Le canal de Suez représente 7% du transport mondial et rapporte à l’Etat égyptien plus de 5 millions de dollars par jour. Ce passage stratégique permet de raccourcir de 20% le temps de trajet entre Tokyo et le Havre, comparativement à la route maritime du Cap de Bonne Espérance. Ce canal est, de plus, marqué par la présence des bases navales françaises, américaines, japonaise et chinoise.
Un passage le long des côtes arctiques Russes, serait une alternative rentable et donc hautement stratégique. En effet, il permettrait concomitamment de raccourcir les temps de trajet entre l’Asie et l’Europe d’une dizaine de jours, et de se prémunir contre une condamnation du canal de Suez. La question des ressources (gaz, pétrole) de l’Arctique suscite l’intérêt et la convoitise. C’est pourquoi la Russie renforce sa présence sur 1,2 million de kilomètres carrés d’îles arctiques, et revendique leur souveraineté, depuis 2001, auprès des Nations Unies.

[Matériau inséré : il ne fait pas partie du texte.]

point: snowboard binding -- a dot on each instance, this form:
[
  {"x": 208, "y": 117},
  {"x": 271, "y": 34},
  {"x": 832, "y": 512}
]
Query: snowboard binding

En attendant la fonte des glaces annoncée, la banquise n’est actuellement pas prête de disparaître dans l’immédiat, même s’il est possible de constater une baisse de la recomposition de la banquise en hiver. C’est pourquoi certains pays ont également saisi tout l’intérêt stratégique de la maîtrise de la navigation en zone arctique. La Chine, l’Allemagne, la Norvège le Royaume-Uni et la France ont prévu et, pour certains, déjà mis à l’eau de nouveaux vaisseaux de support polaire, au cours de ces trois dernières années. La marine américaine, quant à elle, malgré quelques difficultés politiques, a maintenu son programme de 10 milliards de dollars pour la fabrication de brise-glaces polaires afin de garantir ses « intérêts souverains » face à la « concurrence ».

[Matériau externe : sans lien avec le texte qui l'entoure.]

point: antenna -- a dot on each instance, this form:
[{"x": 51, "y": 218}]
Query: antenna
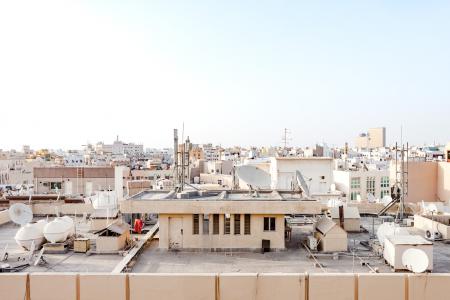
[
  {"x": 415, "y": 260},
  {"x": 286, "y": 138},
  {"x": 253, "y": 176},
  {"x": 302, "y": 183},
  {"x": 20, "y": 213}
]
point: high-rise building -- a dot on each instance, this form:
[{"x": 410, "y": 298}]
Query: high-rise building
[{"x": 374, "y": 138}]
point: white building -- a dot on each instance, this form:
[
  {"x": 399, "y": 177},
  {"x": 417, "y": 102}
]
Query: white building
[
  {"x": 317, "y": 171},
  {"x": 357, "y": 184}
]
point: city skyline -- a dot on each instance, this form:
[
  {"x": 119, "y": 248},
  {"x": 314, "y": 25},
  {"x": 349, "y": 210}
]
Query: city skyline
[{"x": 235, "y": 73}]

Mais, c’est bien la Russie qui possède la plus importante flotte apte à naviguer dans les eaux froides. En effet, il s’agit du seul pays à posséder une marine conséquente et adaptée : 39 brise-glaces dont 6 à propulsion nucléaire. Elle souhaite ainsi se doter de navires de nouvelle génération tant pour des besoins militaires que civils, notamment via le programme 22220. Ce projet, bien qu’ayant pris du retard, prévoit de construire les plus gros et puissants brise-glace à propulsion nucléaire jamais conçus, avec la livraison en 2016 du premier d’une nouvelle série, l’Arktika qui aura couté plus de 1,5 milliard d’euros. Ces navires seraient capables de naviguer à travers de plus de 3 mètres de glace et pourraient rester opérationnels par -50°C. Ces caractéristiques hors-normes témoignent de la volonté russe de contrôler ces nouvelles routes commerciales polaires toute l’année et pourraient même avoir d’autres objectifs tels que ceux permettant l’exploration et l’exploitation de ressources dans les fonds arctiques.

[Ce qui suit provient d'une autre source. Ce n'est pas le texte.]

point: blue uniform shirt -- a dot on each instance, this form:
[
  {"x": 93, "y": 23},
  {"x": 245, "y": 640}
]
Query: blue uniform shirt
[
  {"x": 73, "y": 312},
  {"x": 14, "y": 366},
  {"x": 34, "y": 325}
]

Ce programme de renouvellement de la flotte civile et militaire n’est qu’une partie de la stratégie russe de maîtrise la route du Nord dans cette zone. Les récents exercices de tirs sur des cibles navales le long des côtes russes, la communication autour de la première brigade d’infanterie arctique dépendant du commandement de la Flotte du Nord sont autant de démonstration de force que des mises en pratique concrètes des fondements de la politique de la Fédération de Russie dans l'Arctique. Depuis 2001 cette dernière développe une doctrine d’opposition à la mise en place d'infrastructures militaires en Alaska, au Canada, au Groenland, en Islande et en Norvège. La Russie met ainsi en place un arsenal politique et stratégique global visant à asseoir sa présence en zone polaire. Outre le renouvellement des matériels adaptés à l’environnement arctique, l’Etat russe soutien activement le développement d’infrastructures industrielles, de logements et de transport sur ses côtes nord, tout en finançant l’approvisionnement de vivres, pétrole et de matières premières et en mettant en place une stricte politique de protection environnementale. Ainsi, la Russie fait état volonté active de mainmise sur la zone arctique, politique qui ne semble pas avoir d’équivalent dans les pays de l’alliance pour la zone de l’arctique.